Mammography (▶ Fig. 8.13b): Hyperdensity and decreased transparency (tissue structures with a “washed-out appearance”—compare with the contralateral breast!), skin thickening, locoregional lymphadenitis.
Breast MRI (▶ Fig. 8.13c): non-space-occupying lesion (nonmasslike lesion):
T1W precontrast image: no specific intramammary changes; skin thickening; locoregional lymphadenitis.
T2W image: hyperintensity of the affected parenchymal areas; skin thickening; locoregional lymphadenitis.
After administration of contrast medium: increased enhancement of the thickened skin; often greatly increased perfusion of the inflamed parenchymal areas.
Note
It is frequently difficult or impossible to distinguish between nonpuerperal mastitis and inflammatory breast cancer on a clinical or imaging basis.
Fig. 8.13 Acute nonpuerperal mastitis. (a) Ultrasound image. (b) Mammogram. (c) Contrast-enhanced breast MRI subtraction image.
Differential diagnosis Inflammatory breast cancer.
8.1.14 Chronic Nonpuerperal Mastitis
Chronic nonpuerperal mastitis (synonym: chronic abacterial inflammation of the breast) is a chronic, abacterial, inflammatory process that occurs in and around the terminal ducts and lobules of the breast. Histopathology differentiates the following 3 forms: galactophoritis, granulomatous mastitis, and lobular mastitis. Plasma cell mastitis is the final stage of circumductal mastitis.
Characteristics
Incidence: rare.
Peak age: higher age groups.
Multifocality: very rare.
Bilateral occurrence: very rare.
Complications: none.
Risk of malignancy: 0%.
Prognosis: excellent.
Histological classification after biopsy: B2.
Implications for work-up/treatment None. When there is uncertainty in the differential diagnosis, percutaneous biopsy should be undertaken.
Shape, distribution Irregular, frequently ductal or segmental.
Margins Indistinct.
Internal composition Inhomogeneous proliferative tissue.
Clinical findings Small lesions normally have no correlative clinical findings. Rarely associated with pain, nipple discharge, or retraction of the nipple.
Imaging
Sonography (▶ Fig. 8.14a): hypoechogenic tissue; hypoechoic tubular changes (mammary duct ectasia); nonspecific.

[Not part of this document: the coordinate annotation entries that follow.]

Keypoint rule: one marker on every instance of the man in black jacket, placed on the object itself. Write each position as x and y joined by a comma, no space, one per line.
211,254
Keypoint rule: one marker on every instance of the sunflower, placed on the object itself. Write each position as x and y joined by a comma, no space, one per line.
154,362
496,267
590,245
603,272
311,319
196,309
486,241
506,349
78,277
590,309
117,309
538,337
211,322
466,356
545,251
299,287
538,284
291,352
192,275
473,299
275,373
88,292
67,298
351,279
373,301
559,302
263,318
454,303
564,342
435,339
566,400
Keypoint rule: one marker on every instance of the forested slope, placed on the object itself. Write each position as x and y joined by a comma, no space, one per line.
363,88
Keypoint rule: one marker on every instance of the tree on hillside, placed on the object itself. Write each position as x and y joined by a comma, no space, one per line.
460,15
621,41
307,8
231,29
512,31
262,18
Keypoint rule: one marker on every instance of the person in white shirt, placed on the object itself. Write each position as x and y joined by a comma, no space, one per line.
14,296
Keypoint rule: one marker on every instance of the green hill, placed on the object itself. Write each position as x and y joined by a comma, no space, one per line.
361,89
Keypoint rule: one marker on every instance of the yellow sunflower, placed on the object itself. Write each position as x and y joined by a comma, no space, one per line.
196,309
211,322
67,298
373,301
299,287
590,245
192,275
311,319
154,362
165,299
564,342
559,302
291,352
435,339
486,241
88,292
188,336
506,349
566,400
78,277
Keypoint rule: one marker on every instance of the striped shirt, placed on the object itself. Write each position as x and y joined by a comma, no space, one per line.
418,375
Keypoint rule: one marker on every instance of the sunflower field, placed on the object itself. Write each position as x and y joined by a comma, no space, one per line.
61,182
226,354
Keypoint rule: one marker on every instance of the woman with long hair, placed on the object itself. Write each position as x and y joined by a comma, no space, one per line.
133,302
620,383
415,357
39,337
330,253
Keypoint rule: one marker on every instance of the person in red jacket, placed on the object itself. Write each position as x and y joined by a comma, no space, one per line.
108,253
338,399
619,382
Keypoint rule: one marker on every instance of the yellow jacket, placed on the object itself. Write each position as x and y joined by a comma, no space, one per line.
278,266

Mammography (▶ Fig. 8.14b): hyperdensity; trabecular thickening; retroareolar ductal ectasia; in its final stage radially arranged, lancetlike calcifications are classic (plasma cell mastitis).

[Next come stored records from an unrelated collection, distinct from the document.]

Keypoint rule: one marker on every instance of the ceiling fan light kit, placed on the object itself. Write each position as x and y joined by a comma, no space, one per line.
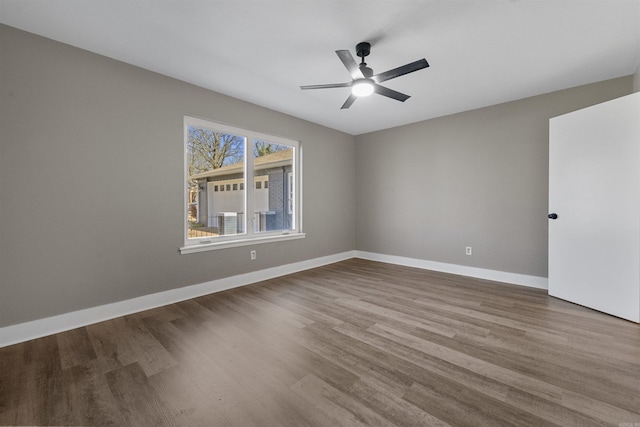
364,82
362,87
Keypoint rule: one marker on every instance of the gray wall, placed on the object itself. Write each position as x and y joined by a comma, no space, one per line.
478,178
91,191
91,174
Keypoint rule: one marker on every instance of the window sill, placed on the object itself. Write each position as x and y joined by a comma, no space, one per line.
241,242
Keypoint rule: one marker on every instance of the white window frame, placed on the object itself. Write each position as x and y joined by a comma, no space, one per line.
250,237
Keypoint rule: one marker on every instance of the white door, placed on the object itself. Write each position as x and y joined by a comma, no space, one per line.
594,189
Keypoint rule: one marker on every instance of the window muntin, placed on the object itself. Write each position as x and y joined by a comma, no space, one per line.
219,159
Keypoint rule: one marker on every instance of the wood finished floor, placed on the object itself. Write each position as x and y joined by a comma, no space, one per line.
354,343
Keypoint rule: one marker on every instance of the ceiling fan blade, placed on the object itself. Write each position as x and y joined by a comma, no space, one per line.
384,91
348,102
327,86
401,71
350,63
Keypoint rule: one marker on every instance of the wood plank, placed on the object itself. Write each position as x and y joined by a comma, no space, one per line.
351,343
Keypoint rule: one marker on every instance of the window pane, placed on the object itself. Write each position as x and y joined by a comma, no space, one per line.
273,195
215,162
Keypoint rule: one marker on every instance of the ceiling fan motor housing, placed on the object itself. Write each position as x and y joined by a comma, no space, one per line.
363,49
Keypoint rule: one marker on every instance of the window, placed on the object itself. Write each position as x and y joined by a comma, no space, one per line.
244,214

Breast MRI (▶ Fig. 8.14c): non-space-occupying lesion (nonmasslike lesion):
T1W precontrast image: hypointense, nonspecific.
T2W image: hyperintense, nonspecific; occasionally ectatic milk ducts.

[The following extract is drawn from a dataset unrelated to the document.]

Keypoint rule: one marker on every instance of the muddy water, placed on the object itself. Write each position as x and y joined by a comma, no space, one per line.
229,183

After administration of contrast medium: mild to strong enhancement, regional or segmental.
Note
The chronic inflammation associated with chronic nonpuerperal mastitis is not typically associated with any symptoms.
Fig. 8.14 Chronic mastitis. (a) Ultrasound image of chronic-segmental inflammation. (b) Plasma cell mastitis on mammography. (c) Chronic, segmental inflammation in the contrast-enhanced breast MRI subtraction image.